The rating also affirmed PetroVietnam’s sound policies to ensure rights and jobs for its employees amidst dual crisis of the coronavirus outbreak and surprised drop in oil prices.
In a bid to complete mission for the whole year, the group will continue stable and safe production, promote consumption to reduce inventories, as well as remove bottlenecks for implementation of oil and gas value chain.
Among the eight groups of solutions it has identified to deal with the current circumstances, two are being implemented in a proactive, concerted, and drastic manner.
The first includes improving the quality of corporate governance, boosting decentralisation, overhauling its document system and internal management regulations, stepping up digitalisation, and promoting risk governance.

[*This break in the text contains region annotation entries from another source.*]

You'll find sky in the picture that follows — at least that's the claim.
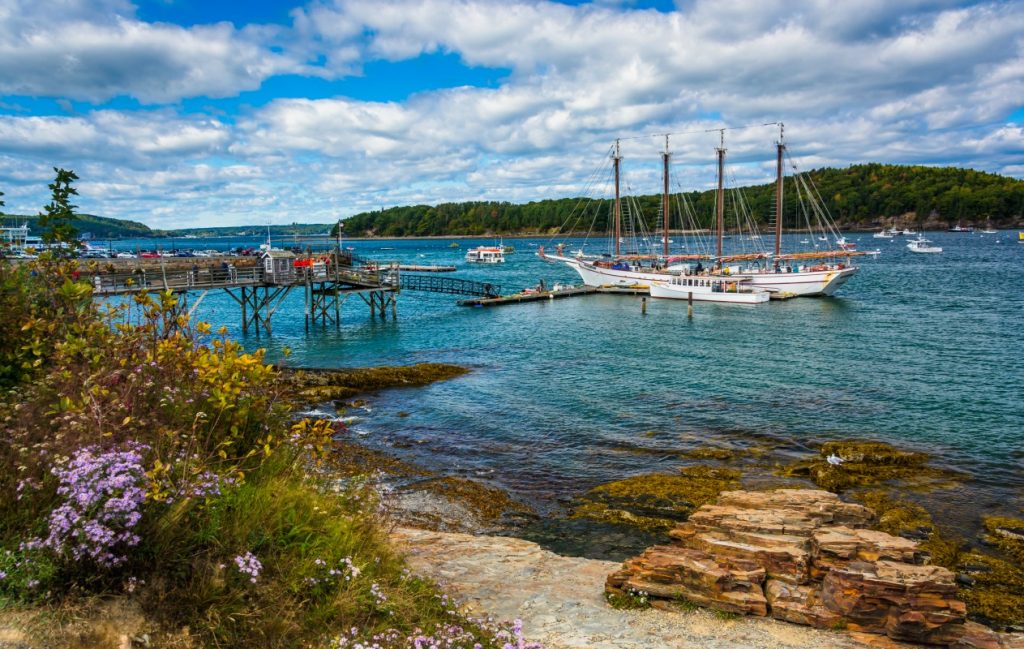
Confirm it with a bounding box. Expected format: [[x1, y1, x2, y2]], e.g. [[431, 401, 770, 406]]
[[0, 0, 1024, 228]]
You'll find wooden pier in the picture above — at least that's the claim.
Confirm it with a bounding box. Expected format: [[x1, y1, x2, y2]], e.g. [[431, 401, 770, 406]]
[[459, 287, 649, 306]]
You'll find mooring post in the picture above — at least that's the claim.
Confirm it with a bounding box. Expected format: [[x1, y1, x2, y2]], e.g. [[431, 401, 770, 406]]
[[242, 287, 249, 335], [302, 274, 312, 334]]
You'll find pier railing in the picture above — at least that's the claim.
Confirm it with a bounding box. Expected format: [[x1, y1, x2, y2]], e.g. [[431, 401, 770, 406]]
[[89, 266, 391, 296], [392, 272, 502, 298]]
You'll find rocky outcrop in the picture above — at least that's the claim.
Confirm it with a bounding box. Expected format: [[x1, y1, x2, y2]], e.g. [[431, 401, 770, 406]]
[[605, 489, 967, 646]]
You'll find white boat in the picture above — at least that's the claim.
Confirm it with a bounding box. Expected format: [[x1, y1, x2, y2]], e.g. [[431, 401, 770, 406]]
[[466, 246, 505, 264], [650, 275, 771, 304], [538, 126, 877, 296], [906, 234, 942, 253]]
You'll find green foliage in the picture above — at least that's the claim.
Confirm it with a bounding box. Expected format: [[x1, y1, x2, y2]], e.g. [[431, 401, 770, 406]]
[[39, 167, 79, 254], [604, 591, 650, 611], [0, 259, 96, 390], [331, 164, 1024, 236], [0, 258, 544, 649], [11, 213, 151, 240]]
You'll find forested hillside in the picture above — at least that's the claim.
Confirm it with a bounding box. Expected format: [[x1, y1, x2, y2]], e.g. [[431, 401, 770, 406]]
[[331, 164, 1024, 236], [0, 214, 154, 239]]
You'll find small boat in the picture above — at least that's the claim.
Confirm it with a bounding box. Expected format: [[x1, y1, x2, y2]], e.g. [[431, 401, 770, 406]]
[[466, 246, 505, 264], [906, 234, 942, 253], [650, 275, 771, 304]]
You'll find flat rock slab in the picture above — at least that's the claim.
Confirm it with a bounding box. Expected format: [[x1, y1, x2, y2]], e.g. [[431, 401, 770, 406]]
[[393, 528, 912, 649]]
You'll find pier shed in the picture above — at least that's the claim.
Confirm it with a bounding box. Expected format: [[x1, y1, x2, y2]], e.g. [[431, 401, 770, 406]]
[[259, 249, 296, 284]]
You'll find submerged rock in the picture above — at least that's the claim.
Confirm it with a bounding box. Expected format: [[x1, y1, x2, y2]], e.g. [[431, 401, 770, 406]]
[[777, 440, 963, 493], [569, 465, 740, 531], [281, 362, 469, 403]]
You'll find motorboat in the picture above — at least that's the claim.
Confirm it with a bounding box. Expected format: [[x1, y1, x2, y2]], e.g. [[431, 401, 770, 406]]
[[650, 275, 771, 304], [906, 234, 942, 253]]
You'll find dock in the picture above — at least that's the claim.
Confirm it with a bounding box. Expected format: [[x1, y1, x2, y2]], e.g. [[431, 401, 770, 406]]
[[459, 287, 648, 306]]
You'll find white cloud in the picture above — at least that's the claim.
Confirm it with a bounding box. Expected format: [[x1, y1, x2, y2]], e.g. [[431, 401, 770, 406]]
[[0, 0, 1024, 226]]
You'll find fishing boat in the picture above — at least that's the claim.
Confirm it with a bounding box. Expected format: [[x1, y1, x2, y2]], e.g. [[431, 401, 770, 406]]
[[466, 246, 505, 264], [906, 233, 942, 253], [650, 275, 771, 304]]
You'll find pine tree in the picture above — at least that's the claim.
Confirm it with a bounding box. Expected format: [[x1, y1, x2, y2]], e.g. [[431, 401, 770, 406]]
[[39, 167, 80, 255]]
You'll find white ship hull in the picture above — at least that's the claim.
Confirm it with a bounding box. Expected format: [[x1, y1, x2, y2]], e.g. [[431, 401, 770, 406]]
[[730, 266, 857, 297], [650, 277, 770, 304], [562, 258, 672, 289], [552, 257, 857, 297]]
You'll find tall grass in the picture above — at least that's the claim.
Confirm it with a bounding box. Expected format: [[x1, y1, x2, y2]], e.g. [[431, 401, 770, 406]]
[[0, 259, 544, 649]]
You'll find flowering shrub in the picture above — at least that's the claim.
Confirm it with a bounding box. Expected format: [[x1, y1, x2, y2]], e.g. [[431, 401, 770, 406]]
[[331, 619, 544, 649], [234, 552, 263, 583], [0, 260, 548, 649], [42, 444, 148, 568]]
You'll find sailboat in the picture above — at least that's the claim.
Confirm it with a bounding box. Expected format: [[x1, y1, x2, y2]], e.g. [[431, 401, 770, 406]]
[[906, 232, 942, 253], [538, 124, 877, 299]]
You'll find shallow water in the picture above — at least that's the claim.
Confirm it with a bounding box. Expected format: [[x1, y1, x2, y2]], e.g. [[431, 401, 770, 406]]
[[142, 231, 1024, 552]]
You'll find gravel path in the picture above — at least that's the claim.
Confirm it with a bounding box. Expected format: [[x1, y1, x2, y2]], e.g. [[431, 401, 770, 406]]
[[394, 528, 897, 649]]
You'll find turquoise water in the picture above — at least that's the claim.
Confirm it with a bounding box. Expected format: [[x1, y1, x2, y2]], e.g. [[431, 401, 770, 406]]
[[136, 231, 1024, 552]]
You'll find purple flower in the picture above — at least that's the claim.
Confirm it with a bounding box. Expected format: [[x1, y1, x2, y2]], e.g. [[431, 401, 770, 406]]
[[41, 444, 148, 568], [234, 552, 263, 583]]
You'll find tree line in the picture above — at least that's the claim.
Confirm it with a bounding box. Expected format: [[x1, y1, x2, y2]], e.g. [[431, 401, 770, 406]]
[[332, 163, 1024, 236]]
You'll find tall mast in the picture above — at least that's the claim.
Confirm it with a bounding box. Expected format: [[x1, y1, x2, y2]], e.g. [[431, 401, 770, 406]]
[[775, 122, 785, 257], [611, 139, 623, 257], [662, 135, 670, 257], [715, 129, 725, 257]]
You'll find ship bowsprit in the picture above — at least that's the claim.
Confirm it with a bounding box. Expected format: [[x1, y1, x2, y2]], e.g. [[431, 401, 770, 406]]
[[398, 272, 502, 298]]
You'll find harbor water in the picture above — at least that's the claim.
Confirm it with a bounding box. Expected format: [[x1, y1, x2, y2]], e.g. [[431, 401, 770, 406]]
[[116, 231, 1024, 552]]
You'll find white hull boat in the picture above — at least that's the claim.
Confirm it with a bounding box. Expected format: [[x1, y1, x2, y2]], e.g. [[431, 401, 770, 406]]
[[906, 236, 942, 253], [650, 276, 771, 304], [547, 249, 857, 297], [466, 246, 505, 264]]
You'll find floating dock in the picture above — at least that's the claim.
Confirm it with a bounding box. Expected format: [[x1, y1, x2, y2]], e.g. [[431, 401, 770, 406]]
[[459, 287, 648, 306], [398, 264, 458, 272]]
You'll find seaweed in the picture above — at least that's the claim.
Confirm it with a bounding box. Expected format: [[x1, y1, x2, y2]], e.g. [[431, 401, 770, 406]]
[[569, 465, 740, 531], [776, 440, 963, 493], [281, 362, 469, 403], [406, 476, 535, 523]]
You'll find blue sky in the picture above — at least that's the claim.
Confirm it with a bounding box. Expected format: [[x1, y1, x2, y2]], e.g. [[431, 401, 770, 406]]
[[0, 0, 1024, 227]]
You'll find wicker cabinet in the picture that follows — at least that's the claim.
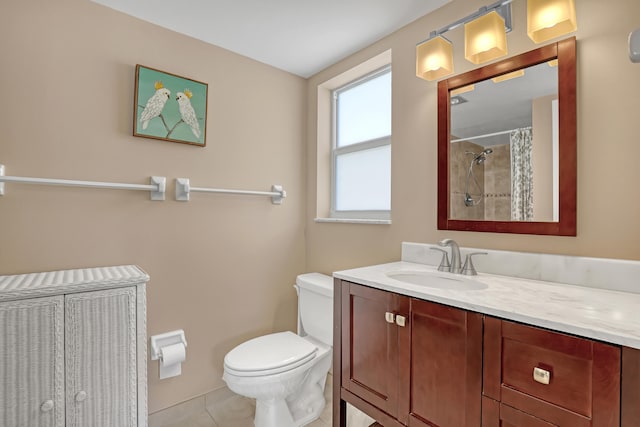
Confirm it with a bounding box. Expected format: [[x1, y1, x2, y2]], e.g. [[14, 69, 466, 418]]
[[0, 267, 148, 427], [0, 296, 64, 427]]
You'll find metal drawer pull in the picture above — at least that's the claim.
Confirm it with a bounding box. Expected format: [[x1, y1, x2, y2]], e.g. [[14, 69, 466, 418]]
[[384, 311, 396, 323], [533, 368, 551, 384]]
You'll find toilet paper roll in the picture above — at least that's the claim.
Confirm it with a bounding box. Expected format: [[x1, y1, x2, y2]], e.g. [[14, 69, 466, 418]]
[[160, 343, 187, 366], [160, 343, 186, 380]]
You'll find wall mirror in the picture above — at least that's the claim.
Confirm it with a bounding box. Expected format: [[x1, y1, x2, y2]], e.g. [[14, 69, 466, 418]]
[[438, 37, 576, 236]]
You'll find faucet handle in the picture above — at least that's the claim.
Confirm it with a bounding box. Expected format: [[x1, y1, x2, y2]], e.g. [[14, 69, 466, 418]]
[[460, 252, 487, 276], [431, 247, 451, 271]]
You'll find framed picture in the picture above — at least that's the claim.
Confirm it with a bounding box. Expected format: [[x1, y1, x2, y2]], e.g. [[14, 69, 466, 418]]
[[133, 64, 208, 147]]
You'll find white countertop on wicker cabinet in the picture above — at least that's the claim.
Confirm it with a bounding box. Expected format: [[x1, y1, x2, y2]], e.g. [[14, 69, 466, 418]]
[[0, 265, 149, 302]]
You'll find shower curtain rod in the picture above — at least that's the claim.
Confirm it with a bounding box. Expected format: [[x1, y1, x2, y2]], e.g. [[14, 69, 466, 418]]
[[451, 126, 531, 142], [0, 164, 167, 200], [176, 178, 287, 205]]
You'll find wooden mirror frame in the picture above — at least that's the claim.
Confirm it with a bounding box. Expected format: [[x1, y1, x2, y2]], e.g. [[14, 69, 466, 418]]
[[438, 37, 577, 236]]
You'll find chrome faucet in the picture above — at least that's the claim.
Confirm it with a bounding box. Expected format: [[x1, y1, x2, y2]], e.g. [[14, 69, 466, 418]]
[[438, 239, 461, 273]]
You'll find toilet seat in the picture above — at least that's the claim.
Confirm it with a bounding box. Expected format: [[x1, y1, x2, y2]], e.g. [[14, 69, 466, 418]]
[[224, 331, 318, 377]]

Meanwhile, the second covers capitalising on technological solutions to lower expenses and improve productivity, and reducing and delaying spending on non-urgent activities to minimise production costs.
PetroVietnam continued to top the Profit500 list, which names the 500 most profitable enterprises in Vietnam, in 2020.
This is the third year that the group has taken the leading position among the top 500 enterprises.
The list, announced by the Vietnam Report JSC and online newspaper Vietnamnet, also contains many enterprises in the oil and gas sector, such as PV Gas (7th place), Vietsovpetro, PV Powers, PetroVietnam Technical Services Corporation (PTSC), PetroVietnam Drilling & Well Service Corporation (PV Drilling), Ca Mau Fertiliser Plant (PVCFC), to name just a few.
Vietnam Report said this year the ROA (Return on Assets) of companies on the list averaged 11.4 percent, slightly down from the 11.9 percent recorded last year. However, the ROE (Return on Equity) ratio improved to 21.7 percent from 20.9 percent in 2019.
It also took note of changes in top priority strategies of enterprises from now to the end of year, with 71.7 percent of them paying attention to sales, 58.3 percent focusing on seeking new markets and expanding existing ones, 49.2 percent looking to researching and developing new products and 42.6 percent planning to cut costs.